Puri era capaz de convertir unos huevos escalfados con bechamel en un plato para sibaritas. Una cazuela de rape y langosta sin rape ni langosta en una exquisitez que habría llevado al éxtasis a un gourmand tan exquisito como Rossini. De sus tiempos de criada, oficio que solo dejó cuando se casó, recordaba muchos sinsabores. Todos los perdonó, pero le dolió mucho uno que le pasó al servicio de unos conocidos burgueses. 
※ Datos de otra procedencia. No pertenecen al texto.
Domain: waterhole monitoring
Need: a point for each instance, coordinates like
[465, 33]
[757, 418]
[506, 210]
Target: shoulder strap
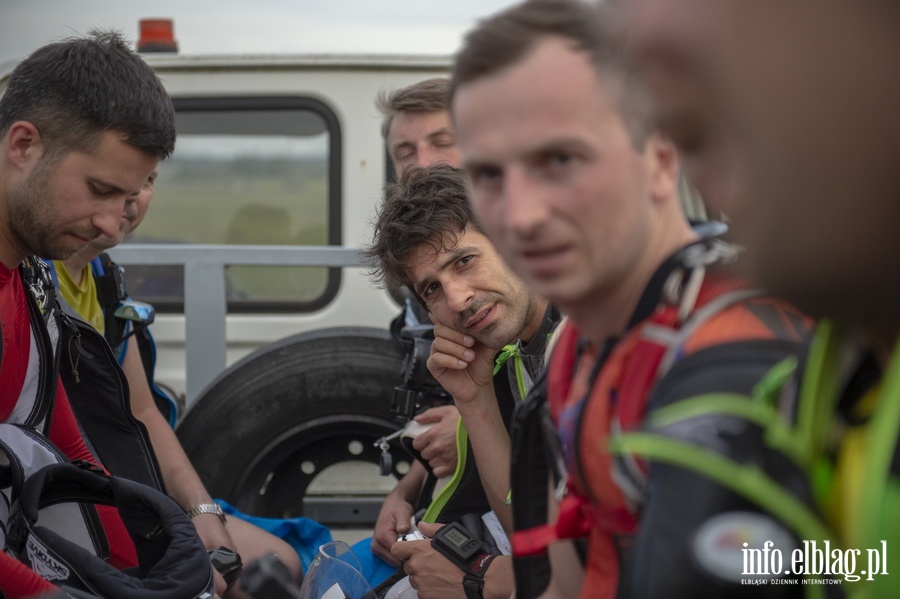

El paterfamilias tenía intereses en la aduana y acabaría huyendo de España para sortear unos problemas legales de los que nunca respondió. Puri, que parecía un personaje del dibujante Escobar, pero sin los resabios de su Petra, criada para todo, se armó un día de valor. Ya tenía novio para entonces, el hombre con el que se acabaría casando, un enamorado del fútbol y de las transmisiones radiofónicas de los partidos. Le preguntó a su patrón si le podría conseguir un transistor Grundig. No quería ni que se lo regalara ni comprarlo a plazos. Quería pagarlo a tocateja con sus ahorrillos para sorprender a su novio, pero los aparatos llegaban a cuentagotas y pensó que los contactos del señor le allanarían el camino. Cuando se retiraba, escuchó como la señora de la casa decía: “No, si llegará un día en que estas querrán comer con Coca-cola”. 

Al final le trajeron la radio. Y aquella pareja se casó. Puri dejó de deslomarse en casas ajenas para deslomarse en su propia casa, cuidando de su marido, su suegra y su cuñado. Y de los niños cuando llegaron: una chica y un chico. Siguió ayudando a la economía doméstica haciendo malabarismos y cosiendo (la costura era, junto a la cocina, su gran pasión). Trabajaba a destajo para grandes marcas que luego solo ponían la etiqueta. 

Sin millones de vidas como las de Puri no existiría nada de lo que tenemos. Ellas y ellos, personajes anónimos, impulsaron el crecimiento económico, la recuperación de las libertades y el país del que disfrutamos ahora, que podría ser mucho mejor, claro que sí, pero que también podría ser mucho peor de no haberse beneficiado de sus tesones y afanes. Con la historia de nuestras Puris se puede escribir la biografía de España.

Muchos años después, cuando la juventud era un recuerdo lejano, fue a visitar a la señora del transitor Grundig a su chalet de la Costa Brava. Adiós a una época en blanco y negro. Ni siquiera aquellos patricios podían permitirse ya un servicio doméstico tan numeroso como antaño, y menos en verano. “¿Qué quieres tomar, Puri?”. La señora se ruborizó y se disculpó por tener que ir ella misma a por una bandeja a la cocina. 

Lo peor de una casa vacía repentinamente son los fantasmas que salen al paso constantemente en forma de fotos, objetos, recuerdos y ropas en perchas como banderas flácidas, sin viento. En eso pensaba ayer, cuando encontré en una revista dos recetas manuscritas de mi suegra. Allí volvía a estar ella. Su letra apretada e infantil, sus faltas ortográficas (no pudo completar la escolarización) y sus trucos para que “la lubina sepa a besugo”. 

Mi suegra no sabía quién es Bob Dylan, pero estaría de acuerdo con él en que “los tiempos están cambiando”. Se lo confirmaría ver a su antigua patrona sonrojarse por hacer algo que ella hizo tantos años y con tanta dignidad: trajinar en la cocina. No fue rencorosa y nunca la vi beber nada que no fuera agua, aunque aquel día se permitió una pequeña venganza. Coca-cola. Le dijo a la señora que le apetecía tomarse una coca-cola.